Most of these keys can also be flipped through the in-game admin panel once you're connected with the admin password, but I'd rather have the source of truth in the file so a restart doesn't lose anything.

If you want the full key reference, there's a sibling article at Conan Exiles Server Configuration Guide that lists everything. This post is opinionated – I'm picking the handful of keys that actually change how the server feels and ignoring the long tail.

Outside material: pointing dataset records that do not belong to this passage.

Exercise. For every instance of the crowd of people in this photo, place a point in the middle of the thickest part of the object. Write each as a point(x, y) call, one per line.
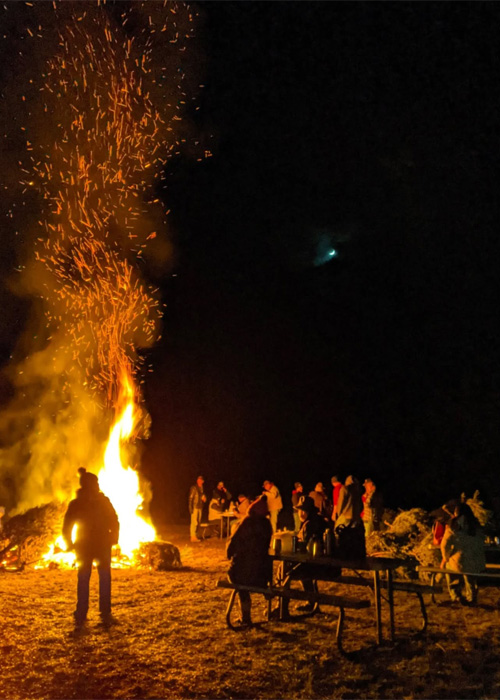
point(349, 513)
point(348, 504)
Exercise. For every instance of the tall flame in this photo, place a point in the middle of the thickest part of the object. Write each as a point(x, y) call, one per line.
point(120, 482)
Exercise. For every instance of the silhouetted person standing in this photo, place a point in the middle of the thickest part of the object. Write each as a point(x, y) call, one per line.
point(97, 530)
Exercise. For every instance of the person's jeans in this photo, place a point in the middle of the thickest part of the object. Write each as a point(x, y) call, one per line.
point(195, 521)
point(84, 573)
point(469, 592)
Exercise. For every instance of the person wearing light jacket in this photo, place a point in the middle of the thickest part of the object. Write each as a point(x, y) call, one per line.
point(274, 502)
point(462, 548)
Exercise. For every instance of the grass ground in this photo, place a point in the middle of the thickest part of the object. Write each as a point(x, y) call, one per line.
point(171, 641)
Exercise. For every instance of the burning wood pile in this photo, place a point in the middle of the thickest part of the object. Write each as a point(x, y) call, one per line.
point(27, 537)
point(33, 539)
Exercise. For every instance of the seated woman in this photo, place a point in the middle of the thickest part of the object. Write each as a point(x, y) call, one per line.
point(462, 548)
point(312, 527)
point(248, 550)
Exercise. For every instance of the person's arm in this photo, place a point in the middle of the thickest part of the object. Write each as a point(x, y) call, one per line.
point(68, 523)
point(447, 546)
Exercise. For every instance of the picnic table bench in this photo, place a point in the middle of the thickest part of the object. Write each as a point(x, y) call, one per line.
point(415, 587)
point(275, 591)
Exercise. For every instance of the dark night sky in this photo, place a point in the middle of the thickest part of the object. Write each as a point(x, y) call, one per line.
point(373, 127)
point(377, 123)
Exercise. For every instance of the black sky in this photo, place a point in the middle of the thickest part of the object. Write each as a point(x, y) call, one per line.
point(378, 123)
point(375, 125)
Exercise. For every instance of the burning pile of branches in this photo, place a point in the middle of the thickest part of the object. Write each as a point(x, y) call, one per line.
point(159, 556)
point(26, 537)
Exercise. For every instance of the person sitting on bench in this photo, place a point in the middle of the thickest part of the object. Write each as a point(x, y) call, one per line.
point(248, 550)
point(462, 548)
point(312, 528)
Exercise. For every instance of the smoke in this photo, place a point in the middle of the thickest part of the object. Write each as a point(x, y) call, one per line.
point(98, 97)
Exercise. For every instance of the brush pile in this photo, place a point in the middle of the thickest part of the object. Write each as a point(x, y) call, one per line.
point(158, 556)
point(26, 537)
point(409, 535)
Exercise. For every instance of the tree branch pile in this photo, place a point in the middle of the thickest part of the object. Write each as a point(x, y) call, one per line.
point(26, 537)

The handful of keys that actually matter

Out of the dozens of options in ServerSettings.ini, these are the ones I reach for first. Everything else is a rounding error by comparison.

  • HarvestAmountMultiplier – resources per swing. The single biggest pacing dial.
  • PlayerXPRateMultiplier, PlayerXPKillMultiplier, PlayerXPHarvestMultiplier – how fast players level. Split so you can reward combat or gathering specifically.
  • CraftingCostMultiplier – how many ingredients recipes eat.
  • ItemSpoilRateScale – how fast food and perishables rot.
  • ResourceRespawnSpeedMultiplier – how quickly nodes come back.
  • PVPEnabled, PlayerDamageMultiplier, PlayerDamageTakenMultiplier, BuildingDamageMultiplier – the combat and raid dials.
  • RestrictPVPBuildingDamageTime, PVPBuildingDamageTimeStart, PVPBuildingDamageTimeEnd – raid windows.
  • EnablePurge, PurgeLevel – the AI siege event. PurgeLevel runs from 1 to 6, not 0 to 6, and 6 is genuinely dangerous.
  • ThrallConversionMultiplier – this one's counterintuitive. Lower is faster. 0.5 is half the vanilla conversion time, 2.0 is double. Worth tattooing on your arm.
  • DayTimeSpeedScale / NightTimeSpeedScale vs DayCycleSpeedScale – two ways to bend the clock. Pick one approach per server, don't stack them (more on this in the RP section).
  • BuildingDecayEnabled – automatic cleanup of abandoned bases.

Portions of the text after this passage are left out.